Capone is a unique mix of gangster drama and gothic horror

Trank had been in director jail for a few years after his 2015 "Fantastic Four" reboot was an unmitigated disaster, but with "Capone," he was given free rein. Trank wrote, directed, and edited "Capone," and it's his singular vision that captures infamous gangster Al Capone (Hardy) in his final years as he's dying from complications due to neurosyphilis. Previous presentations of the gangster best known as "Scarface" (long before the fictional Tony Montana ever had anything to do with the moniker) have mostly presented him as a nigh-infallible figure, the mob boss to end all mob bosses, but Trank's version, which takes some liberties with the real-life events, renders him as a deeply flawed, broken man consumed by his past. "Capone" has more in common with the otherworldly dream-like storytelling of "The Sopranos" than it does with something like "The Godfather," but that works because it's ultimately more of a horror movie than a gangster story. 

Capone won quite a few battles with other gangsters and the law in his life, but in this movie, he's slowly losing one with his own body and mind as they deteriorate and there's nothing he can do about it. His reality becomes the viewer's and we see the horrific delusions he suffers, his mind torturing him as his body begins to totally fall apart. Trank doesn't spare us the nitty-gritty of Capone's slow death, showing a number of dignity-destroying moments, including Capone losing control of his bowels in bed. ("If you hate this movie, that's perfectly fine because you're reacting to something that's pretty real," Trank told THR. "I've dealt with people late in their lives in my own family, who are defecating themselves. It's a real thing. That happens in life. Was I being exploitative about it as far how much poop I dressed onto the bed? Yeah, I went a little overboard, but that's what I wanted to do.
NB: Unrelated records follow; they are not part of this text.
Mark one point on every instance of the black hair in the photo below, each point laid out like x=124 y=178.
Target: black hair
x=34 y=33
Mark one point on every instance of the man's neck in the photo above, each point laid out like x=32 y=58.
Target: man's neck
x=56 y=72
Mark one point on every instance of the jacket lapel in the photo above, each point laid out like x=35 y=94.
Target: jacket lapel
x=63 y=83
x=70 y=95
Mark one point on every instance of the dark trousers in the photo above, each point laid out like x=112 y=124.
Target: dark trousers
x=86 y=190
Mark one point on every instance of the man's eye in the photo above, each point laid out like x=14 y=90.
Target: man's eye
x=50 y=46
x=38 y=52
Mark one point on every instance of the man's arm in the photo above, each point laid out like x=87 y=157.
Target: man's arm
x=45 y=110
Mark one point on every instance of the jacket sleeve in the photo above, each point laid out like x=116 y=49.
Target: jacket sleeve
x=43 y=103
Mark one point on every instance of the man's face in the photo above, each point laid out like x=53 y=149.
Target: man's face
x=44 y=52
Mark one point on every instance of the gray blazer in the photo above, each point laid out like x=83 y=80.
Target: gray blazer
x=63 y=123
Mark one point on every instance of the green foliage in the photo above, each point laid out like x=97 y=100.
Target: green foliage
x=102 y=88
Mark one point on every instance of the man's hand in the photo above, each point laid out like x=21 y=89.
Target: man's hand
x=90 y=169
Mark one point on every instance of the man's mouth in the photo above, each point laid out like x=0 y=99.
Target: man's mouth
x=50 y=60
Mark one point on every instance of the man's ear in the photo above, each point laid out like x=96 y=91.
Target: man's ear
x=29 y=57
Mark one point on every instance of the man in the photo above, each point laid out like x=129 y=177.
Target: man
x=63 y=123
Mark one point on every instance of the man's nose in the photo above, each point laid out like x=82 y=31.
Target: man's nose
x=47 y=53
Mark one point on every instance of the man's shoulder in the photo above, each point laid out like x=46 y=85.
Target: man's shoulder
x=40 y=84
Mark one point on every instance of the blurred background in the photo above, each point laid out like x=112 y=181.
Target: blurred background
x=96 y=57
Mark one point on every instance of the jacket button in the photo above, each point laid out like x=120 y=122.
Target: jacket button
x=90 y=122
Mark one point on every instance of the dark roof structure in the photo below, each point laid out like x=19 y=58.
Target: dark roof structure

It's an impressionistic film, and it's meant to make a statement.") It's nasty, but it's also an effective reminder that we're all subject to our own mortality.
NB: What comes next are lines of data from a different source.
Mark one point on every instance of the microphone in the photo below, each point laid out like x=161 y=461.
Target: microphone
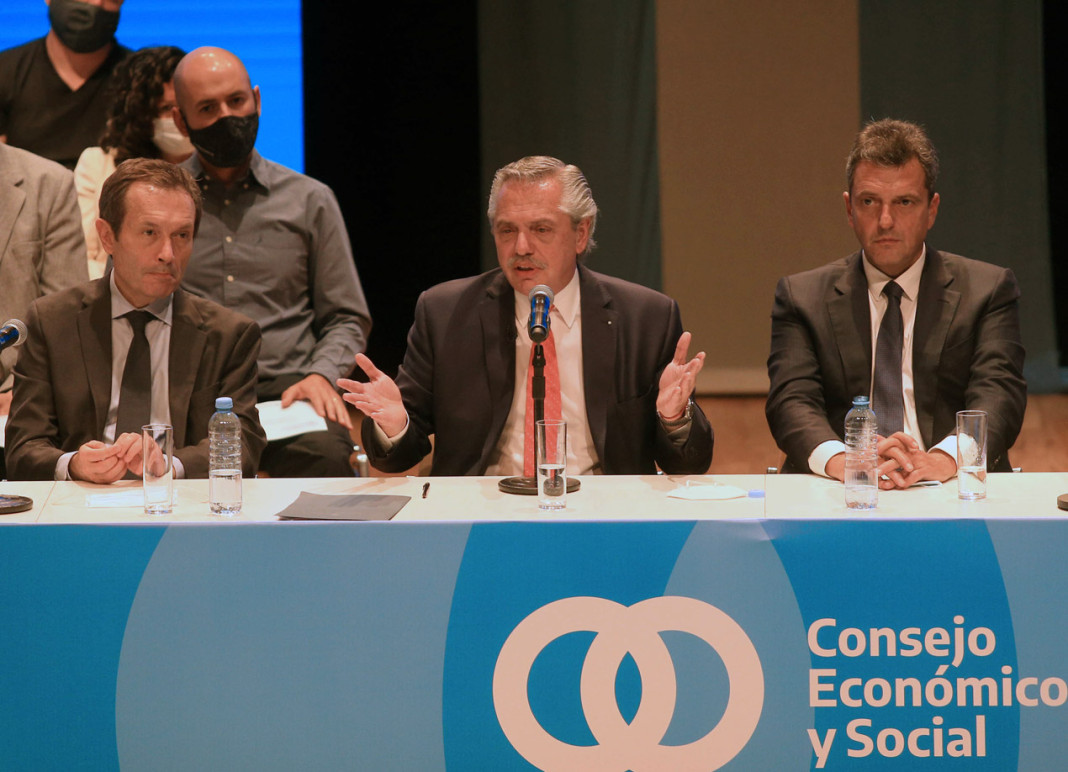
x=537 y=328
x=13 y=333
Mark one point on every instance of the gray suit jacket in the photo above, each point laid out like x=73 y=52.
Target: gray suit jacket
x=63 y=379
x=966 y=353
x=458 y=377
x=42 y=247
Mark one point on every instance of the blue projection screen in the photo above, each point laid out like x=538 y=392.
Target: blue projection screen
x=264 y=33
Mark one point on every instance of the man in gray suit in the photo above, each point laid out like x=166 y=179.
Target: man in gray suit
x=42 y=248
x=106 y=357
x=926 y=333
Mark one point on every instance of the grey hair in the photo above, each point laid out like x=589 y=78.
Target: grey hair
x=576 y=201
x=894 y=143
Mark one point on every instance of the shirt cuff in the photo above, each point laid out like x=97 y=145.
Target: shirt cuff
x=63 y=467
x=385 y=441
x=823 y=453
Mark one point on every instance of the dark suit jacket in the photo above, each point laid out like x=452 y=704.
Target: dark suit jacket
x=42 y=248
x=63 y=379
x=966 y=353
x=458 y=377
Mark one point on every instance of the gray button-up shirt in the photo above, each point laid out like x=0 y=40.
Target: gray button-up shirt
x=275 y=248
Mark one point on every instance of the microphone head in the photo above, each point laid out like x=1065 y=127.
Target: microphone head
x=542 y=289
x=19 y=328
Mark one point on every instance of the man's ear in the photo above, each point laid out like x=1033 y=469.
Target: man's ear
x=107 y=235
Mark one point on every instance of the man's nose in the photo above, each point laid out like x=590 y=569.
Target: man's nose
x=522 y=243
x=166 y=252
x=885 y=218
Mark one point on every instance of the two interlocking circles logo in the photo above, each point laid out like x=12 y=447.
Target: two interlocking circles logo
x=633 y=629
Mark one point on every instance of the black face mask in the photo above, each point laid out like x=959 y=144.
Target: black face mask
x=228 y=142
x=80 y=27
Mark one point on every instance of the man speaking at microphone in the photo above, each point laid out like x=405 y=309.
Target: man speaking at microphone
x=616 y=367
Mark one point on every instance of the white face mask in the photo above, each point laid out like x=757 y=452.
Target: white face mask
x=169 y=140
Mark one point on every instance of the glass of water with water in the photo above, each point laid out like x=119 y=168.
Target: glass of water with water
x=972 y=454
x=550 y=440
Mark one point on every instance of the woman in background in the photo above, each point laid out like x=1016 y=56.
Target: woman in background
x=140 y=125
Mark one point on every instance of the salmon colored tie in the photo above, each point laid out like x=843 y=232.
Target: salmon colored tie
x=551 y=398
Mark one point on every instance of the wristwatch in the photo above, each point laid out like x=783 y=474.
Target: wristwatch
x=680 y=421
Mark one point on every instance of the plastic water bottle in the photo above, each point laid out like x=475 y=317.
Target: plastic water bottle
x=224 y=452
x=862 y=456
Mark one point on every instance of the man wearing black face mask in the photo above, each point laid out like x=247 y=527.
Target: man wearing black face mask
x=52 y=90
x=272 y=246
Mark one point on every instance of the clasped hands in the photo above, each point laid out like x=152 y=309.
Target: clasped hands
x=901 y=463
x=379 y=398
x=98 y=462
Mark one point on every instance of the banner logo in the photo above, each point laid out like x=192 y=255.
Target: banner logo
x=633 y=630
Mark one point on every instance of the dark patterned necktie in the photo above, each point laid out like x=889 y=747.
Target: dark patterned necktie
x=886 y=399
x=135 y=396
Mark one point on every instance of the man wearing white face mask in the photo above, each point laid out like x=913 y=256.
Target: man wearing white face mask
x=52 y=90
x=140 y=125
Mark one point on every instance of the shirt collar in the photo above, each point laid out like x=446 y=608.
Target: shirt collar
x=909 y=282
x=161 y=309
x=257 y=172
x=566 y=303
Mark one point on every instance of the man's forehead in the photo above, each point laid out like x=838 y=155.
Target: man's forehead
x=146 y=201
x=213 y=75
x=876 y=174
x=530 y=199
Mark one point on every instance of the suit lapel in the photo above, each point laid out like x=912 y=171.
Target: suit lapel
x=851 y=321
x=497 y=316
x=188 y=340
x=94 y=334
x=936 y=305
x=11 y=204
x=599 y=324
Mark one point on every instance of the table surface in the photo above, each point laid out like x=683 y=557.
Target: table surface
x=600 y=498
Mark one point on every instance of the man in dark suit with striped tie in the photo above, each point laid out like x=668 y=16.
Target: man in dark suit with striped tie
x=926 y=333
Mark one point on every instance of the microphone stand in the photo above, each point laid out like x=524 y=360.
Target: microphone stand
x=11 y=504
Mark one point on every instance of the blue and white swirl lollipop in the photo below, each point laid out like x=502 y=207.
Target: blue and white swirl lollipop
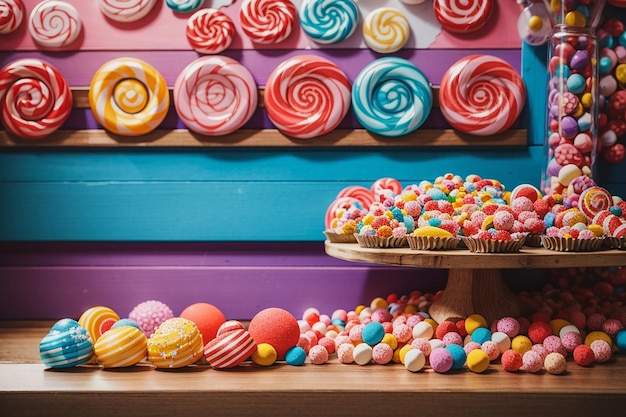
x=391 y=97
x=328 y=21
x=184 y=6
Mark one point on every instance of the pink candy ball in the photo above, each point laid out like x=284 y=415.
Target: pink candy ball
x=318 y=355
x=382 y=353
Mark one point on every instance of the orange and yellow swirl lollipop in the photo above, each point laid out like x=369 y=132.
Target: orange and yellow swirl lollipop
x=128 y=97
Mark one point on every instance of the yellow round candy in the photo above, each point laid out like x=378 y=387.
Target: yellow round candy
x=598 y=335
x=620 y=73
x=521 y=344
x=265 y=354
x=575 y=19
x=402 y=352
x=535 y=23
x=477 y=361
x=473 y=322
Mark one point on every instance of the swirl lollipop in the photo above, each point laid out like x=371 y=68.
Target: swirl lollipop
x=391 y=97
x=11 y=15
x=482 y=95
x=34 y=97
x=210 y=31
x=463 y=16
x=386 y=30
x=54 y=24
x=307 y=96
x=594 y=200
x=184 y=6
x=215 y=95
x=126 y=10
x=267 y=21
x=128 y=97
x=328 y=21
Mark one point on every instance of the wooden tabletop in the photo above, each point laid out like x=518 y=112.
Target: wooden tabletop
x=27 y=388
x=464 y=259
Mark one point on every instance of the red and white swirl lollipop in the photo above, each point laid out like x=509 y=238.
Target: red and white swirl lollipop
x=11 y=15
x=307 y=96
x=463 y=16
x=482 y=95
x=210 y=31
x=215 y=95
x=267 y=21
x=54 y=24
x=126 y=10
x=34 y=97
As usual, Tom Hardy understood the assignment

"Capone" isn't a glamorous role, and it must have been pretty unpleasant to get into the headspace of such a character, but Hardy absolutely understood the assignment. He gives his all in "Capone," delivering a performance that's absolutely unforgettable no matter how you end up feeling about the movie as a whole. He leans into the weirdness just as hard as he does with all of his roles, but here it's a perfect match as he goes full method and really gets gross and unhinged. (The movie's unsung hero, however, is an underused but truly spectacular Linda Cardellini as Capone's sweetly suffering wife, Mae, who provides a grounding presence for Hardy to rail against.) 

While some audiences were put off by the very loose interpretation of Capone's final days and others were just simply grossed out, for anyone with the stomach, "Capone" is a must-see. Where else are you going to witness Tom Hardy singing "If I Were King of the Forest" from "The Wizard of Oz," attack people with a gold-plated tommy gun, or chomp on carrots after his doctors take away his cigars? Hardy always swings big, but with "Capone," he knocked it way, way out of the park.